Other reputable super penthouses currently looking for buyers include Miami’s Eighty Seven Park (asking price US$68 million, S$92.4 million) and 212 Fifth Avenue in New York – a five-bedroom super penthouse that includes a grand ballroom and seven-room master suite, and an additional 532 sq m of open terraces. It has a price tag of US$58 million (S$79 million).

In Singapore alone, there could be up to five super penthouses that are currently for sale, reflecting the growing appreciation of such assets and developers’ awareness of demand from buyers. Of these, the Wallich Residence super penthouse by GuocoLand in the Tanjong Pagar area is the largest, as well as the highest, of them all. The five-bedroom, 1,961-sq m ‘villa in the sky’ spans three storeys and has a dedicated private lift and lift lobby. The super penthouse sits on top of Guoco Tower and Wallich Residence and is the highest residence in Singapore at 290m, higher than other international properties, affording unobstructed views of Marina Bay and even Sentosa.

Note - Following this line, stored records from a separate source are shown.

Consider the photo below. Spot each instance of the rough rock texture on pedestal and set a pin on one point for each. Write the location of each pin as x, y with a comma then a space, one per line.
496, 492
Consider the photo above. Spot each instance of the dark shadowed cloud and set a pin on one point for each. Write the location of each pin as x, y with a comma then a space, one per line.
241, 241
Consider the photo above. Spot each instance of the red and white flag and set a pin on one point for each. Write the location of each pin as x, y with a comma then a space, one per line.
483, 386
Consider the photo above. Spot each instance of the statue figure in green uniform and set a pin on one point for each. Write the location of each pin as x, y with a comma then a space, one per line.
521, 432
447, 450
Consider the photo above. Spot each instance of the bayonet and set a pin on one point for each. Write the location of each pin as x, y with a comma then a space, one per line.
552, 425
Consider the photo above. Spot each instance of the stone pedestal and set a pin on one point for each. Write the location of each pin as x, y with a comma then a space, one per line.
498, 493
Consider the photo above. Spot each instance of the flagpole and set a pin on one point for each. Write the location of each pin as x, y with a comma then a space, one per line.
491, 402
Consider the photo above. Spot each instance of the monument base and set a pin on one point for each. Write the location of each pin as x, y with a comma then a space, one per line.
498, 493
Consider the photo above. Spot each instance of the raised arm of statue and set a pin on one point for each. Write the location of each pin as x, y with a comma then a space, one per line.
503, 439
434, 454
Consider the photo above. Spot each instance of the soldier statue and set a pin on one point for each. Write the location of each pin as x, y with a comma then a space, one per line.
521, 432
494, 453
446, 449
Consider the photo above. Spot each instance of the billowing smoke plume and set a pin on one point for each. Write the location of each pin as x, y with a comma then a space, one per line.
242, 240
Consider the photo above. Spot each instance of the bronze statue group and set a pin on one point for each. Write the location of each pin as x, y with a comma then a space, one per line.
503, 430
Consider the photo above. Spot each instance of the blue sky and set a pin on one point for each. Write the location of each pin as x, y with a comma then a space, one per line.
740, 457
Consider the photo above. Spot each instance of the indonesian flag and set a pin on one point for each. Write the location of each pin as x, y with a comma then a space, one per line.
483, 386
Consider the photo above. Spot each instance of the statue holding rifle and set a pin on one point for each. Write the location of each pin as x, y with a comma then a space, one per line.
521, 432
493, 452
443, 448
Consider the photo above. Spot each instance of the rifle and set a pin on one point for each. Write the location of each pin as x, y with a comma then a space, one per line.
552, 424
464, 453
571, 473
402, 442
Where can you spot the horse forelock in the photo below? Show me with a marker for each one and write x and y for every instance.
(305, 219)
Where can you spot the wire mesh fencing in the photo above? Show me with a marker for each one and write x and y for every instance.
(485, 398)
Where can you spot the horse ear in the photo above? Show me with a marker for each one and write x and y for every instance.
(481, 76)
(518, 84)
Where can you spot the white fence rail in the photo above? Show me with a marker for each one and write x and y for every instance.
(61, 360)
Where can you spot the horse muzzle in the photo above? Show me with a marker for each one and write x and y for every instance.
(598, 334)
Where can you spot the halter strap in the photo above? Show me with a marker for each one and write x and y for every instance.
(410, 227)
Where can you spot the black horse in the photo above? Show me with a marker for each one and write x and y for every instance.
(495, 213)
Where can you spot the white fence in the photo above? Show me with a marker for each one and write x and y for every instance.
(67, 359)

Over at Reflections At Keppel Bay, developed by Keppel Land and designed by starchitect Daniel Libeskind, the waterfront residences feature a 1,236 sq m super penthouse on the stunning crown of the 41-storey iconic tower. Besides offering panoramic views of Keppel Bay, Sentosa and the open sea, the unit is so spacious that the owner can pursue personalised lifestyle options, such as creating a private spa, gymnasium or art gallery.

On Beach Road, the developer of Concourse Skyline, Hong Fok Corporation, collaborated with Robb Report Singapore to transform one of its two super penthouses into a magnificent home with a carefully curated selection of state-of-the-art furniture and products by more than 20 luxury brands.

The appeal of the super penthouse truly lies in the experience it offers, and in the fact that it is a space where the owner can live, eat, work, play and entertain.